Universe Column, Sunday April 15th
The news that police cadets in the Berlin police force refused to listen to the harrowing testimony of Isaak Behar, an 83-year-old holocaust survivor, raises disturbing questions.
Mr.Behar’s parents and two sisters were killed by the Nazis at Auschwitz and as a Jew he had been invited to give a lecture on his experiences in the Third Reich. The cadets shouted that they didn’t want to hear about the Holocaust anymore and complained that they were being emotionally blackmailed.
There have been sporadic reports about a rising tide of anti-Semitism in Germany but beyond that issue is the equally fundamental question about the importance of collective memory.
I have never been very impressed by the glib encouragement to “forgive and forget”. Forgive certainly, but forget? Without becoming prisoners of our history we need to remember the past and allow our memory to condition our behaviour and our actions today.

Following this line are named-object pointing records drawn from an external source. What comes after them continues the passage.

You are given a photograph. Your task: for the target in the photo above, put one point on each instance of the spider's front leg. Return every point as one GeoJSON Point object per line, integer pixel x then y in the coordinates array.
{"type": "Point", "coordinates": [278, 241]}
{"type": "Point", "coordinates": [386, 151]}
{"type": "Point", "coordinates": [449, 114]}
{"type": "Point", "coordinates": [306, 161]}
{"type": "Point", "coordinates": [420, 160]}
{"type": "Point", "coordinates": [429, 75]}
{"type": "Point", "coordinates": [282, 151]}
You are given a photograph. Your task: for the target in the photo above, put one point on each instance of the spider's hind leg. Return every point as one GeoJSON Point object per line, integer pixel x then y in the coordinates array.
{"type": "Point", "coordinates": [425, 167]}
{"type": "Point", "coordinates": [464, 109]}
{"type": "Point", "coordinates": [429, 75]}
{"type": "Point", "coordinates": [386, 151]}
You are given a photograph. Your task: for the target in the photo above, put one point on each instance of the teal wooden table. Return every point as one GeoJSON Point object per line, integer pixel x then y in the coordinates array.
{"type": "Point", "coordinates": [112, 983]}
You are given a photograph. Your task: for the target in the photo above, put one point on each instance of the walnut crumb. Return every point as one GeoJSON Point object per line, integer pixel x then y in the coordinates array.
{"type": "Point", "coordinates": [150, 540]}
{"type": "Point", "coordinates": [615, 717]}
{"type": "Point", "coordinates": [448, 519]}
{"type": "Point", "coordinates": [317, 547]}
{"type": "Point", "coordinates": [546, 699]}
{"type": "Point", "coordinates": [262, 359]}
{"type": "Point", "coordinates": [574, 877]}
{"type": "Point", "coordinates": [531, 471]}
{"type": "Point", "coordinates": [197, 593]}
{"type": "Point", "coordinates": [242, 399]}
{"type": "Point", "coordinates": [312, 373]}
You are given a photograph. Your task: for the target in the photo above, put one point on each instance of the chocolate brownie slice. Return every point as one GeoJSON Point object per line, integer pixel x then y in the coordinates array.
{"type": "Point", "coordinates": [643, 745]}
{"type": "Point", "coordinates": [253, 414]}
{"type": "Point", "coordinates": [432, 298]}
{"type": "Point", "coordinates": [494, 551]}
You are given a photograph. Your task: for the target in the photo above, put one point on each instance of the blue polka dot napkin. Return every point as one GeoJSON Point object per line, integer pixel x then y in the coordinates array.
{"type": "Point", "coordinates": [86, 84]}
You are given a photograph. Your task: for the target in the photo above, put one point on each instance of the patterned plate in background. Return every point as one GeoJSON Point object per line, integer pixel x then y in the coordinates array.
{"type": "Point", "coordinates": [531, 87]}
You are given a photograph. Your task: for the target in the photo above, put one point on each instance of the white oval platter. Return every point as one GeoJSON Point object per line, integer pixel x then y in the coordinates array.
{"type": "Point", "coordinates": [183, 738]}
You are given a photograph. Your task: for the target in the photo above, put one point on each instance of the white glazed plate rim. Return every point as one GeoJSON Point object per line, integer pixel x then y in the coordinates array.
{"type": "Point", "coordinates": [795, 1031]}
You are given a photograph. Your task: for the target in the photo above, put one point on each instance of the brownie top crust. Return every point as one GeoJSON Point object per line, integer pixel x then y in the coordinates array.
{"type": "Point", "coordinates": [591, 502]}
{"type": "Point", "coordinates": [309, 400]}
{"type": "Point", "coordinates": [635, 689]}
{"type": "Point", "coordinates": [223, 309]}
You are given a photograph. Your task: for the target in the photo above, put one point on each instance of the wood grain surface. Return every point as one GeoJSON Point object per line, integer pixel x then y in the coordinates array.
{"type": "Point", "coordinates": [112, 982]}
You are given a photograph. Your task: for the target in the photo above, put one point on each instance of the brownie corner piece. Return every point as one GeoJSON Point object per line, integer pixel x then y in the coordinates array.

After the Holocaust world leaders declared “never again” – and after every subsequent genocide, in Cambodia, Rwanda, Congo, Burma, Kosovo and the rest, they have said exactly the same thing. “Never again” is yet another old cliché we can do without.
We need to understand gross inhumanity precisely because it has, does, and will happen all over again. That’s the nature of evil in our world.
Those German police cadets may find their history unpalatable, or even repellent, but they have no right to erase it or ignore it.
Since World War Two, Germany has rightly insisted that its police officers are given compulsory Holocaust-awareness training. Visits to sites where Nazis murdered or deported Jews are part of the curriculum. It is illegal to display Nazi symbols or to produce pro-Nazi symbols.
But this isn’t just an issue for Germans.
As we bleat that sentiment about “never again” we are routinely turning a blind eye to contemporary atrocities. Every act of rape, torture, and mass murder committed by the Janjaweed militia in Darfur and Chad underlines this. Never again, all over again.
While the world stays in denial about the deaths of 400,000 people in Darfur (and the 2 million killed in Southern Sudan) by the Khartoum Government, the failure to remember is having profound consequences elsewhere.
In Russia, for instance, if there had been an honest discussion of what Stalin did to the Chechens – his mass deportation of an entire nation to the wastes of Kazakhstan with the intention of destroying their culture and language (and where half of the entire nation died), would Russian public opinion have supported the obliteration of the Chechen capital, Grozny, or the two wars instigated against them by Russia?
If Russians comprehended the enormity of the crimes of their Communist leaders – the terror, the show trials, the gulags – would they have freely elected Vladimir Putin, a former KGB agent, as their leader?
The dominance of ex-communists (now rebranded as Socialists or Social Democrats) in Russia and almost all of the former Soviet republics and satellites means that the past has been concealed and history distorted.
The political and moral consequences of this collective amnesia have been appalling. With no equivalent of South Africa’s truth commission, or the UK’s re-opening of the Bloody Sunday massacre, those responsible for the murders and massacres in the Soviet camps have gone unpunished.
The stories of the Russian dissidents and writers – from Sakharov to Solzhenitsyn – the ordeal of the refuseniks – the Jews refused exit visas- the suffering of the incarcerated Russian Orthodox Christians, the arrest of the Soviet Baptists, the persecution of the Ukrainian Catholics, the massacre of the Polish officers at Katyn – and the bravery of students, like Victor Bulgakov, who dared to raise their voices – need to be told and remembered. Just as every German knows about Dieitrich Bonhoeffer – the theologian killed by the Nazis at Flossenburg – and why he and others sought to assassinate Hitler, Russians need a similar understanding of the cruelties of their leaders.
As it currently stands, for the next generation, the moral of Russia’s story is that those who were responsible for sending 18 million of their fellow citizens through Soviet camps, colonies and psychiatric hospitals, did so with impunity. Re-invented as today’s Russian billionaires they have their phenomenal gains salted away in foreign bank accounts and their private jets on stand-by lest the tables are turned on them by some other mobster. They at least have sufficient knowledge of their history to know the probability of that scenario.
So let’s hear less talk about forgiving and forgetting and more talk about repenting, remembering and renewing; less talk about “never again” and more awareness of how it all too easily happens all over again.
Post war Germany – which has many achievements to its name – knew that denial of what had gone before was no way to build a civil society. That is why the behaviour and actions of the German police cadets need to be taken so seriously.